Why I am so passionate about Value Addition for GICs?

Value Addition has been a passionate personal journey for me for the past 10 years. It started at the McKinsey’s Knowledge Centre (MCKC) where I had the privilege to help build a world-class research and analytics hub over 8 wonderful years. My journey now continues at Fidelity where I have the opportunity to explore value addition in a broader financial services context. In addition, I had the opportunity to shape Value Addition as an industry theme over the past year and half in my work with the NASSCOM GIC (Global In-house Centre) Forum.

It is very satisfying to see a theme that was nascent a few years back now become mainstream and a core priority for the GIC community. Notable examples of Value Addition are happening across the industry where GICs are going beyond the traditional focus on cost & productivity on back-office processes. There is significant momentum already on building hi-skill capabilities like research and analytics. In addition, there are emerging examples of product/service innovation, impacting customer experience and even contributing to additional revenues. We are perhaps seeing a movement that will define the future of GICs in a positive and transformational way.

Through this note I want to reiterate why Value Addition is such a critical topic for GICs to focus on:

  1. Focus on Value Addition can allow GICs to make a contribution that is a multiple of what they have been delivering traditionally via cost & productivity benefits on back-office processes. They can thus contribute not just to the bottom line but to the top line of their parent organizations. This can happen through both innovation and extending existing services. It is now not far fetched to visualize that GICs can evolve from Cost Centers to Revenue Centers. Realizing this opportunity for value addition can help GICs significantly step up their role and importance within their parent organizations.
  2. Value Addition opportunity is no more a pipe dream. Growing maturity of GICs is making it more possible to realize these opportunities. Many GICs have now been in existence for over 10 years. Over time, they have grown not just in delivery capability and scale but also in business expertise, leadership maturity and credibility within their global organizations. They can thus better realise the inherent advantages of the in-house model i.e., high level of integration with the onshore organization, access to company’s IP and alignment of goals with the parent organization. This is helping many GICs reach an inflection point where they can step up from being Execution centers to Expertise centers. This might not have been possible a few years back.
  3. Parent organizations now need this added value more than ever before. Business climate is tough in most industries and companies are looking for new and innovative ways of driving growth and competitive advantage. GICs with their increasing expertise and maturity can become a “secret weapon” for their parent organizations. GICs through value addition could help companies serve existing customers better, develop new products/services, enter new markets and increase market share. They could thus provide a solution to companies for gaining competitive advantage in a very difficult business climate.
  4. Companies can get the significant business advantages of Value Addition without needing to make massive capital investments. They already have the investments in talent and infrastructure in their GICs that provides them a great platform to build on. Additional investment will likely be needed to realize the Value Addition opportunities. However, their scale will be much lower and the ROI likely much higher compared to other investment options for driving business innovation and growth. In addition, the unique combination of “low cost + hi-quality talent” that most GICs have can help lower the hurdle rate on investments. This can thus make some investments possible that might otherwise not be viable with developed market cost structures.
  5. While Value Addition is a huge opportunity it is also a necessity for GICs to retain relevance. While GICs have moved well past the predictions of doom and gloom that were rampant 2–3 years ago, they still face some significant challenges – the biggest being retaining top talent and escalating costs. Focus on value addition is a great solution to the above challenges. It provides an excellent opportunity to engage top talent and answer the “what next” question for them. It can address the cost challenge by moving higher cost resources to more value and, potentially, revenue generating activities. The consequences of maintaining the status quo and not pushing forward on value addition are severe. It can lead to attrition, loss of expertise, and consequently, a constant struggle to maintain quality and costs. Clearly, value addition for GICs is not just an opportunity but an imperative.

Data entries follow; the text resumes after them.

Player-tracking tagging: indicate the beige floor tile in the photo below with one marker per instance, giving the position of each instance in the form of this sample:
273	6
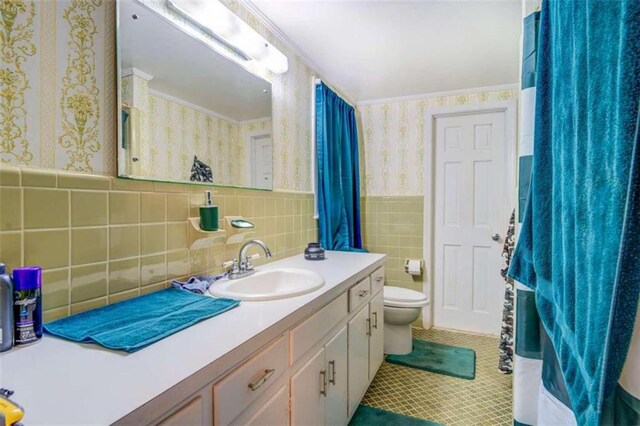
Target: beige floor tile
487	400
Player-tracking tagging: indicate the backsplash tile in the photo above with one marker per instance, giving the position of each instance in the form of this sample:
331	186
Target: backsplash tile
88	282
124	207
100	243
46	208
49	249
89	208
394	226
10	209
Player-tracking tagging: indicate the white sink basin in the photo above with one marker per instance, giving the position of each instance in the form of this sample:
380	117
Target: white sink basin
269	285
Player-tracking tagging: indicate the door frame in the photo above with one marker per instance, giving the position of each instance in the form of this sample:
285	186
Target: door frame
510	108
252	137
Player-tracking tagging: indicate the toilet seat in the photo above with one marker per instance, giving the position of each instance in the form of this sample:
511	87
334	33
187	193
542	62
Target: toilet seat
399	297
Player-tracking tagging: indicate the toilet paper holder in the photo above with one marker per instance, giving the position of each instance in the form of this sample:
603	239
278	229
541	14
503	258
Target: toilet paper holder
413	266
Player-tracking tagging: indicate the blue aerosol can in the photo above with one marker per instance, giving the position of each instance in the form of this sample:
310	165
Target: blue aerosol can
6	310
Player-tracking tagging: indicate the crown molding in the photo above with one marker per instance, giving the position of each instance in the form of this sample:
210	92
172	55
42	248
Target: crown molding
271	26
512	86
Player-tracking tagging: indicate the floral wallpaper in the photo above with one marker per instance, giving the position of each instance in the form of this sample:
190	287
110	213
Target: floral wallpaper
53	99
393	135
58	93
18	49
177	133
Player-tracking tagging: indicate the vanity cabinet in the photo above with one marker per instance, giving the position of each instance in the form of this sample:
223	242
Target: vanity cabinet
366	343
315	372
319	388
376	334
274	412
189	414
358	357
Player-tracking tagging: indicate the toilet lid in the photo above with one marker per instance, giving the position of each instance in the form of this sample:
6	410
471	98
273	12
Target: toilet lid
403	295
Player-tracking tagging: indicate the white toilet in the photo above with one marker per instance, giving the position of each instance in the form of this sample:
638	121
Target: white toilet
401	307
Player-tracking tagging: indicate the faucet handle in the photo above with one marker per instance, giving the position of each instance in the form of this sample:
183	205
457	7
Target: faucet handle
235	269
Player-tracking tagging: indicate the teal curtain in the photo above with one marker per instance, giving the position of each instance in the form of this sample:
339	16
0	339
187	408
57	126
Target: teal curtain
579	247
338	176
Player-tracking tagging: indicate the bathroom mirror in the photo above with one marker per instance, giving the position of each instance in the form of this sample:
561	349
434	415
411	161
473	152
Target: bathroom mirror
188	113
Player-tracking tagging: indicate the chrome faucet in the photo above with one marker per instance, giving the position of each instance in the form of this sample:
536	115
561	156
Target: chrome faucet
243	266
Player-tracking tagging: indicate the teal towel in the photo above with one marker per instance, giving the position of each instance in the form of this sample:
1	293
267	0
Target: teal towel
579	247
133	324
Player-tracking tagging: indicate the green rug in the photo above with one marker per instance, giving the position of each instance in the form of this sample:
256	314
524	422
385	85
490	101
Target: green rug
370	416
438	358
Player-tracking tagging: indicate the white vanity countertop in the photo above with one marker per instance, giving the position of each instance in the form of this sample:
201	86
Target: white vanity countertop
64	383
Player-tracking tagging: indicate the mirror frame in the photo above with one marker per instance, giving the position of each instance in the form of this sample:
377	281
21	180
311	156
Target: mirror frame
232	57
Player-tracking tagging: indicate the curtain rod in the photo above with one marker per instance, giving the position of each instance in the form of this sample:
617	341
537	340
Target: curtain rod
317	81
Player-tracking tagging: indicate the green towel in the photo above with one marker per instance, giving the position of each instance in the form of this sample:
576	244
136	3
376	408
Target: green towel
133	324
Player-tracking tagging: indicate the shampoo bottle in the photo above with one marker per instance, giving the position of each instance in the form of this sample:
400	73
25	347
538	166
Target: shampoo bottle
208	214
6	310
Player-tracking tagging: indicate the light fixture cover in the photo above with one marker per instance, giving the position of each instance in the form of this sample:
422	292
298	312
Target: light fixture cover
215	17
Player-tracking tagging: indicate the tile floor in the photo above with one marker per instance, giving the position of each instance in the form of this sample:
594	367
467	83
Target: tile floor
447	400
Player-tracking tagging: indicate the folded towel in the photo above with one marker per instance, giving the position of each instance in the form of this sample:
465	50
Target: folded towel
133	324
199	284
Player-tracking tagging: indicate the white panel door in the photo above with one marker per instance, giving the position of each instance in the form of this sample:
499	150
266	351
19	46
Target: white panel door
470	191
358	357
376	341
308	392
336	357
262	162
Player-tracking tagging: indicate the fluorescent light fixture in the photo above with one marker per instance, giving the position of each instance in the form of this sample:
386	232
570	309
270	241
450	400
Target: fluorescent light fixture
215	18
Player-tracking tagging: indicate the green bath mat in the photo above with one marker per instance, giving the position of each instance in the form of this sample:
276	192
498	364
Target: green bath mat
370	416
438	358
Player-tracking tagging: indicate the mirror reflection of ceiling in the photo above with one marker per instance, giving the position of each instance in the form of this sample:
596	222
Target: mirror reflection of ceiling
180	67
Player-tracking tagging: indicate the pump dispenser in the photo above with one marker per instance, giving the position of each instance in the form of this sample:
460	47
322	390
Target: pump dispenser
208	214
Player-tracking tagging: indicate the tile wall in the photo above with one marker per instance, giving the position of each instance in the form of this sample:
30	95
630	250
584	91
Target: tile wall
101	239
394	226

Clearly, value addition is too big and too important an opportunity to not act upon. In addition to all the business benefits, it also provides a fresh lease of energy and drive to GIC leaders. Sometimes, GIC leaders are caught in a “Comfort Zone” – they are able to deliver well on parent company’s expectations and there is no apparent need to push beyond that. This can lead to a negative cycle and eventually stagnation in their professional development. Value addition journey is a great way for GIC leaders to rouse themselves, take on interesting challenges, and grow to their full potential. Value Addition is thus a win-win for parent organizations, GICs and GIC leaders.

I believe the ball is now in the court of GIC leaders. They are best placed to spark Value Addition journeys for their organizations. They see the opportunities most closely and have great incentive for realizing them. I hope many more GIC leaders step-up to embark on this exciting journey and take their organizations, themselves and the industry to the next level!!